Elle n’a plus toute sa tête, disent-ils ;
Thérèse, elle, pense plutôt
qu’elle n’a « pas encore » toute sa tête

Jusqu’au jour où une autre Thérèse fait irruption dans Thérèse. Une Thérèse inconnue, audacieuse, à la lucidité dévastatrice, capable de vitupérer avec impudence s’il le faut, amoureuse du plaisir, assoiffée d’ouverture, de rencontres, d’expériences, de grand vent :

« Une nuit, Thérèse petite fille et prête à tous les jeux, j’ouvrirai grandes les portes. Et rentreront les vents, le monde, toute la largeur du monde et les mots les plus fous, les chansons de rue, les couleurs les plus vives. Et nous accrocherons des baisers aux portes-fenêtres, des saluts aux passants, des bras tendres autour de nos cous à quantités égales de colliers, de cercles d’Ombre de lumière. Et nous chanterons des cantiques à la gloire de nos seins, de nos yeux appelés à voir le bonheur dans sa transparence, à la gloire de la plus petite parcelle de nos corps appelée à son éternité, à sa bonne humeur de chair vive. Et nous forniquerons les uns dans les autres, parlerons de tout et de rien, du silence, de la légèreté, de nos bonnes saisons, de l’inévitable richesse de nos mains, encore de tout, encore de rien, de la mer qui viendra si le rêve y suffit. »

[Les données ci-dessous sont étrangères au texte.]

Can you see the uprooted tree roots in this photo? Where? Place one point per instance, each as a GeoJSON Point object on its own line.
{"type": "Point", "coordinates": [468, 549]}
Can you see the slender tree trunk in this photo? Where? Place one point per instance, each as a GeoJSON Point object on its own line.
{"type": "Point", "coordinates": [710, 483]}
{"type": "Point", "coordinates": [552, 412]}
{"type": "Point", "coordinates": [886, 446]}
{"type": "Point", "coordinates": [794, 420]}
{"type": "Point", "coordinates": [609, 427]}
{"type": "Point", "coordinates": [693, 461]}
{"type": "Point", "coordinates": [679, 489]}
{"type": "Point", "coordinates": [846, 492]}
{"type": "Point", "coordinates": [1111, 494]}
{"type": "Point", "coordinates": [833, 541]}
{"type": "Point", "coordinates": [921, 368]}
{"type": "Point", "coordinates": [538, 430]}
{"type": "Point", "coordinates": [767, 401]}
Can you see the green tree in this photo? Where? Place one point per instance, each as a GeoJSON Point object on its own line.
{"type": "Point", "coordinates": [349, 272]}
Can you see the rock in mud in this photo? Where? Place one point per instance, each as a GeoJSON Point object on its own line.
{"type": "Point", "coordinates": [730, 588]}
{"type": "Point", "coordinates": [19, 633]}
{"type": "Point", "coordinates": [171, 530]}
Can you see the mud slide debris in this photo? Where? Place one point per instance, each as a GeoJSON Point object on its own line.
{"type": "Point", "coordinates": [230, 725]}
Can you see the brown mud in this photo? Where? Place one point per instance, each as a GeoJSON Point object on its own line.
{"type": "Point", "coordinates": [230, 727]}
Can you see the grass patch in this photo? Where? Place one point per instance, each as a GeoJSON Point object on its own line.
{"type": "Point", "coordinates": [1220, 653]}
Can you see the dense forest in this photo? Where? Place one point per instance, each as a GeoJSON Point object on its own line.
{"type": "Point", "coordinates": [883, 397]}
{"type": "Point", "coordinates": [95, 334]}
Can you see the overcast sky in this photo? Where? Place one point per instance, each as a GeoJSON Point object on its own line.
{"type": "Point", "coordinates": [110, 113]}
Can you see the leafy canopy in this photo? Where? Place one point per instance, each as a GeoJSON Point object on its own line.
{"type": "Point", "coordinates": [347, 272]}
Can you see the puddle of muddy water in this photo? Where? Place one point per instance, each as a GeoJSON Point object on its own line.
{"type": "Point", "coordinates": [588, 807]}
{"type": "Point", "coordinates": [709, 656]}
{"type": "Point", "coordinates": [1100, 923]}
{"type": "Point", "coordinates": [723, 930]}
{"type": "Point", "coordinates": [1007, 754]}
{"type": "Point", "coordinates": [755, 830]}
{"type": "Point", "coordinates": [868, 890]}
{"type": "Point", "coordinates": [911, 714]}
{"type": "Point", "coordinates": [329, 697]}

Pour l’entourage effaré de la sage Thérèse, pour sa sœur, pour son mari, l’irruption de cette nouvelle Thérèse au langage incompréhensible s’appelle la folie. Elle n’a plus toute sa tête, disent-ils ; Thérèse, elle, pense plutôt qu’elle n’a « pas encore » toute sa tête. Une fois balayée l’illusion de sa tranquillité, elle se découvre diminuée, étouffée, bridée, incapable de dire qui elle est, de faire tenir ensemble ses mille morceaux ; elle n’a pas accès à elle-même, n’a jamais su « parler sans s’inventer un double, penser son corps et sa parole sans se le cacher à elle-même ». Lyonel Trouillot raconte le combat gracieux et quasi chorégraphique que se livrent les deux Thérèse, la nouvelle venue indulgente et rieuse, entraînant l’autre par la main, l’encourageant à la suivre, à faire un pas hors de l’étroit territoire auquel elle se cantonne, et l’autre, à la fois tentée et effrayée, répondant à la première toutes les objections que lui dictent son sens du devoir et son ancienne conception d’elle-même.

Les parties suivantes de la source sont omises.